How To Set Up A 7-Day Workout Schedule, According to Experts






Setting up a 7-day workout schedule requires careful planning to ensure balance, recovery, and effectiveness. Here’s a suggested approach based on expert recommendations:

Day 1: Strength Training

  • Focus: Full-body strength training.
  • Activities: Squats, deadlifts, bench press, rows, overhead press.
  • Intensity: Moderate to high, aiming for muscle fatigue within 8-12 reps.
  • Duration: 45-60 minutes.

Day 2: Cardiovascular Exercise

  • Focus: Aerobic conditioning.
  • Activities: Running, cycling, swimming, or elliptical training.
  • Intensity: Moderate to high, sustaining heart rate in target zone.
  • Duration: 30-45 minutes.

Day 3: Active Recovery

  • Focus: Gentle movement and mobility.
  • Activities: Yoga, Pilates, light stretching, or a leisurely walk.
  • Intensity: Low, focusing on relaxation and flexibility.
  • Duration: 30-45 minutes.

Day 4: Interval Training

  • Focus: High-intensity interval training (HIIT).
  • Activities: Sprinting, jump squats, burpees, or circuit training.
  • Intensity: Alternating bursts of maximum effort and rest periods.
  • Duration: 20-30 minutes.

Day 5: Flexibility and Mobility

  • Focus: Increasing range of motion and preventing injury.
  • Activities: Dynamic stretching, foam rolling, mobility drills.
  • Intensity: Low to moderate, emphasizing controlled movement.
  • Duration: 30-45 minutes.

Day 6: Endurance Training

  • Focus: Prolonged aerobic exercise.
  • Activities: Long-distance running, cycling, or hiking.
  • Intensity: Moderate, maintaining a steady pace.
  • Duration: 60-90 minutes.

Day 7: Rest or Active Recovery

  • Focus: Rest and recovery.
  • Activities: Complete rest or gentle activities like walking or light stretching.
  • Intensity: Very low, allowing muscles and mind to recuperate.
  • Duration: Flexible, based on personal preference and recovery needs.

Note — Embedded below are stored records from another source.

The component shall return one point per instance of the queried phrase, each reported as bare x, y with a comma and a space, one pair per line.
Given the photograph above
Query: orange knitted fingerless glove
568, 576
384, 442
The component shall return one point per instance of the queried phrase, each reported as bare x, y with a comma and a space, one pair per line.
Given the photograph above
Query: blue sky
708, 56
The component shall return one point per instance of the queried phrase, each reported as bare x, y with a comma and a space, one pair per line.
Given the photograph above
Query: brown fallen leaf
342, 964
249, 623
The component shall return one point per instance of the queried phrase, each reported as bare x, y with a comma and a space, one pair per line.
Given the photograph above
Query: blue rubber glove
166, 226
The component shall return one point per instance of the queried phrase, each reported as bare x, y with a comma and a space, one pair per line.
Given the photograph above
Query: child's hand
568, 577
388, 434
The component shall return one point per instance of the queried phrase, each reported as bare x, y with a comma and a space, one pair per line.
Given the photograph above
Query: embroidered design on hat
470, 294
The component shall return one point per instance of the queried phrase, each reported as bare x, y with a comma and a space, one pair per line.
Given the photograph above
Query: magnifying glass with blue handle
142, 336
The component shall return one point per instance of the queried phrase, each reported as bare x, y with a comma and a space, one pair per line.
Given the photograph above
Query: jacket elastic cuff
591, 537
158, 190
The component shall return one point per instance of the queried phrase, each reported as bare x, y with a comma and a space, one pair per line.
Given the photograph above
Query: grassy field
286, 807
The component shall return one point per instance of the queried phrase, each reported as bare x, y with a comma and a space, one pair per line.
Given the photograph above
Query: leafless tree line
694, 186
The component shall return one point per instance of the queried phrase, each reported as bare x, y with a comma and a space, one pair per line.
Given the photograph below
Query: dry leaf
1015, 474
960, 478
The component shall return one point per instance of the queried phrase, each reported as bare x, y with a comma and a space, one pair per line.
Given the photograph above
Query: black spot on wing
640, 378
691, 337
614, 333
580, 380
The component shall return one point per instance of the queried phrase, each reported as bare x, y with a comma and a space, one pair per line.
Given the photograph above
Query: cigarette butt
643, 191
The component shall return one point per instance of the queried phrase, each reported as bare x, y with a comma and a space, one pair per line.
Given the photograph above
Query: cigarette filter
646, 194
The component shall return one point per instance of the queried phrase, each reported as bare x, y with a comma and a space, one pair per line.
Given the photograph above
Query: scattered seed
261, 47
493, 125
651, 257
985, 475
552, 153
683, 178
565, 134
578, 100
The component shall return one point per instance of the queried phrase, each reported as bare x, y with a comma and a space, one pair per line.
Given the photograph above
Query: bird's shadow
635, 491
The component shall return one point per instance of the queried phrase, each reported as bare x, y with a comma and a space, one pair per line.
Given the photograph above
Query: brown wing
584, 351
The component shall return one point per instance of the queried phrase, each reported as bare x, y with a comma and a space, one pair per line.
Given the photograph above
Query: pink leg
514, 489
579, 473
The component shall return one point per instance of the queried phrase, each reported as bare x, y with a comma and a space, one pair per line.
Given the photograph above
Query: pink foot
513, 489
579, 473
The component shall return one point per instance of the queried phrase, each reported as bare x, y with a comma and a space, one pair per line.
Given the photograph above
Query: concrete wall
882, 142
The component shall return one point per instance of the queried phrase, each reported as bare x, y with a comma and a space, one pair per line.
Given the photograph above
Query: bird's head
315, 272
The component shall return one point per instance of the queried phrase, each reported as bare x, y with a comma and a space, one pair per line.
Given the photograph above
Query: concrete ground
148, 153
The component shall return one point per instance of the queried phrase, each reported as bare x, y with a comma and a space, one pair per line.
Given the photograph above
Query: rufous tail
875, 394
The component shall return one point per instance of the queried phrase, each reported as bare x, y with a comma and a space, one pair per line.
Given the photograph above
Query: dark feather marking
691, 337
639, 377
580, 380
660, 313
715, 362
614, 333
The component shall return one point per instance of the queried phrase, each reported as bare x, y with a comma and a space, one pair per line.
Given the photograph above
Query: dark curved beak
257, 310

  • Listen to Your Body: Adjust intensity and duration based on how you feel.
  • Include Variety: Incorporate different activities to prevent boredom and overuse injuries.
  • Prioritize Recovery: Ensure adequate sleep, hydration, and nutrition to support your workouts.
  • Consult a Professional: Consider consulting a fitness trainer or healthcare provider for personalized advice.